Lactose oligosaccharides 1.0 g Crystalline cellulose 1.5 g Lactose 0.5 g Dry cells 0.02 g

[0057]

As described above, the composition of the present invention has an excellent antiallergic action. Moreover, according to this invention, the novel composition for improving intestinal flora is provided.
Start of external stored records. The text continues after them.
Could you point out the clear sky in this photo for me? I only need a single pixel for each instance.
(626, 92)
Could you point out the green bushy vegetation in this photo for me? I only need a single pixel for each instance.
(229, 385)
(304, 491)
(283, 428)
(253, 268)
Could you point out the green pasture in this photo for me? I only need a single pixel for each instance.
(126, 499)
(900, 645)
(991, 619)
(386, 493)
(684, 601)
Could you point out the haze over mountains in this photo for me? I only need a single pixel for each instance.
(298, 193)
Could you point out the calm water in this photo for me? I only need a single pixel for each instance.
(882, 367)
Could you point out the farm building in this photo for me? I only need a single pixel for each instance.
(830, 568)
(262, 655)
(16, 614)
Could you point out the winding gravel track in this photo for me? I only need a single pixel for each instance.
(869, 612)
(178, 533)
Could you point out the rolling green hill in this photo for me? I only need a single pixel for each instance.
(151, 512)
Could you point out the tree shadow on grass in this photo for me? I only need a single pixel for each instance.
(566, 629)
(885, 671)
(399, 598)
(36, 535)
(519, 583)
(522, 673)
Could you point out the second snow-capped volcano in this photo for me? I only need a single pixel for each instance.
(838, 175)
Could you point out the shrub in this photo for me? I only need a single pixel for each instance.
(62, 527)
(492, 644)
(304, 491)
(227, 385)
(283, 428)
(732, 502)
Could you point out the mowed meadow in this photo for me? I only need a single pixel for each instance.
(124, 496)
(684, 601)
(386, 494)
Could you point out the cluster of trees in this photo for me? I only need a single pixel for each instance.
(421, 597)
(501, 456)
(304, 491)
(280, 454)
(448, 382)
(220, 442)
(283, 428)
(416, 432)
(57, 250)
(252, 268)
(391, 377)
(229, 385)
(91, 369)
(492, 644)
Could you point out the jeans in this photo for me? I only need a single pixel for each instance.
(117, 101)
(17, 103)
─────────────────────────────────────────────────── ─── Continuation of the front page (51) Int.Cl. ⁶ Identification code Internal reference number FI Technical display part (C12N 1/20 C12R 1: 225) (C12N 1/20 C12R 1: 145) (C12N 1/20 (C12R 1:01) (C12N 1/20 C12R 1:23) (C12N 1/20 C12R 1: 245)

Claims (13)

[Claims] 1. A composition for improving intestinal flora, which contains live bacterial cells of intestinal bacteria as an antiallergic component. 2. The intestinal flora composition according to claim 1, which contains viable cells of a bacterium belonging to at least one of the genus Streptococcus, Enterococcus, Bifidobacterium, Lactobacillus, and Clostridium. 3. A composition according to claim 2 or 3 containing bacteria of all genera according to claim 2. 4. An intestinal flora improving composition containing live bacterial cells of bacteria belonging to the genus Streptococcus, Enterococcus, Bifidobacterium, Lactobacillus, and Clostridium. 5. The intestinal microflora-improving composition according to claim 4, which has an antiallergic effect. 6. The intestinal microflora-improving composition according to any one of claims 1 to 5, which contains a viable cell count of 100 billion or more per day. 7. An intestinal microflora-improving composition containing 100 billion or more viable bacterial cells of intestinal bacteria per daily intake. 8. The intestinal microflora-improving composition according to claim 7, which has an antiallergic effect. 9. The intestinal microflora-improving composition according to claim 1, which comprises a culture obtained by culturing the viable cells in an edible medium. 10. A bacterium belonging to any one of the genus Streptococcus, Enterococcus, Bifidobacterium, Lactobacillus, and Clostridium is Enterococcus faecalis, Enterococcus faecium, Enterococcus durans, Enterococcus ebium. , Streptococcus salivarius, Streptococcus bovis, Streptococcus ikuinus, Lactobacillus acidophilus, Lactobacillus gasserie, Lactobacillus salivarius, Lactobacillus fermentum, Lactobacillus reuteri, Lactobacillus arabinus burebidobacterium, Bifidobacterium. , Bifidobacterium longum, Bifidobacterium adrensetis, Bifidobacte The composition for improving intestinal flora according to any one of claims 2 to 6, which is Lithium infantes or Bifidobacterium bifidum. 11. A specific strain of the strain is Enterococcus faecalis ATCC 19433, Enterococcus faecium ATCC 19434, Enterococcus durans IID 677, Streptococcus salivarius IID.
5223, Enterococcus hirae ATCC 8043, Enterococcus hirae ATCC 9790, Lactobacillus acidophilus ATCC 4356, Lactobacillus arabinosus ATCC 8014, Lactobacillus fermentum IAM 1
148, Lactobacillus casei ATCC 393, Bifidobacterium adresentis ATCC 15705, Bifidobacterium longum JCM 1217, Bifidobacterium bifidum JCM 1254, Bifidobacterium
Breve JCM 1192, Enterococcus hirae ATCC
8043, Clostridium butyricum ATCC 6015, The composition for improving intestinal flora according to claim 10. 12. The intestinal flora improving composition according to claim 1, which further comprises an oligosaccharide. 13. The intestinal microflora-improving composition according to claim 1, wherein the viable cell count is 10 ^{9 to} 10 ¹² / g.